C3 W2 Quiz Question 14

The question says “To recognize a stop sign you use the following approach: First, we localize any traffic sign in an image. After that, we determine if the sign is a stop sign or not. We are using multi-task learning. True/False?”

I answered True but the grader said incorrect with comment “Multi-task learning is about joining several tasks that can benefit from each other.” I thought that the image that we are analyzing is possible to contain multiple signs and so we have multiple tasks to solve at the same time, including the stop signs. I understand the binary nature of “is it a stop sign or not?”, but we could have to deal with multiple signs at the same time per image. Here multi-task why cannot be used?

Hey @Charalampos_Inglezos,
That’s an interesting question indeed. I just revisited the lecture video once to answer this question better.

I believe what we refer to “task” in “multi-task learning” here is to recognize different objects, and not different instances of the same object. You may ask, how do I know this? If you watch the lecture video of “Multi-task learning”, you will find that Prof Andrew has kept the label has a 4-dimensional binary vector, i.e., whether there is a car or not, whether there is a pedestrian or not, and so on. The label, doesn’t contain how many cars are there, or even their bounding boxes.

Now, as per the quiz question, we just need to determine whether there is a stop sign or not. There may be multiple traffic signs in a single image, out of which, there definitely could be more than one stop sign. But, we still have only one task to train for, i.e., “Determining whether there is a stop sign or not”. So, by definition, this is not an example of multi-task learning.
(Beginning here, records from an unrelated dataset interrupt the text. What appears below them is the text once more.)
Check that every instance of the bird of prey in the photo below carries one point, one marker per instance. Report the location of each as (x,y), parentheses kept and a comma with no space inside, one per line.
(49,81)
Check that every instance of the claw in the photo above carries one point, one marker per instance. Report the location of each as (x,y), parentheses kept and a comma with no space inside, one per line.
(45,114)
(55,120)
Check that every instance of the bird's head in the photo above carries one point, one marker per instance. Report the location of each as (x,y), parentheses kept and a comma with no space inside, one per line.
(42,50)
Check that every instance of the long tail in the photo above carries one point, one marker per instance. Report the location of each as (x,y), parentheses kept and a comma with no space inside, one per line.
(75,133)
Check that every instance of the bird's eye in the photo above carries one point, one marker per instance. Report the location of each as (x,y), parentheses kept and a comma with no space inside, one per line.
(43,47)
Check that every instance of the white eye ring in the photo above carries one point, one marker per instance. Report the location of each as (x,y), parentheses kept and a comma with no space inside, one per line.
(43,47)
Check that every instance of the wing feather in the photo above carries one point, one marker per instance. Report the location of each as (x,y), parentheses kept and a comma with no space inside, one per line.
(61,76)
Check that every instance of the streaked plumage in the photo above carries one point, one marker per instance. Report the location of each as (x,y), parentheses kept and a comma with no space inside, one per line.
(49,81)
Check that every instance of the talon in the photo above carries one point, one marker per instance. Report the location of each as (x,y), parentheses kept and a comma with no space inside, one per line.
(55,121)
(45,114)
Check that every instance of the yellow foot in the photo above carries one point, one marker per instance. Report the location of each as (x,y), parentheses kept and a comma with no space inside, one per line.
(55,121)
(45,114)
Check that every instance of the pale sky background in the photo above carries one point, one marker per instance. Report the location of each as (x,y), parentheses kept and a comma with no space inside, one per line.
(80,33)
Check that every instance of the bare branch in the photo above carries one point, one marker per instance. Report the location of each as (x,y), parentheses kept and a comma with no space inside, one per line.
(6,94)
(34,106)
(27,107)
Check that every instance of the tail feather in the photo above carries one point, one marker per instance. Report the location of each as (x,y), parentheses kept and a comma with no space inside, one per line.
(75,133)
P.S. - In the 4th course of this specialization, you will get to learn about techniques using which you can identify multiple instances of the same object in an image, using a single network, trained for a single task, so I believe, “Why this is not an example of multi-task learning?” will make more sense to you then.

Let us know if this resolves your query.

Cheers,
Elemento

I have completed the Course 4 as well and yes I think I understand it better now you’re right.
Considering the image detection lectures in C4, what would be a multi-task problem in image detection? Isn’t image detection a multi-task problem itself by nature? Multiple objects multiple classes simultaneously, plus bounding boxes. For example what is multi-task in Course 3, in Course 4 seems to be just image detection with one ConvNet - one task with… multiple objectives?! Seems kind of counterintuitive.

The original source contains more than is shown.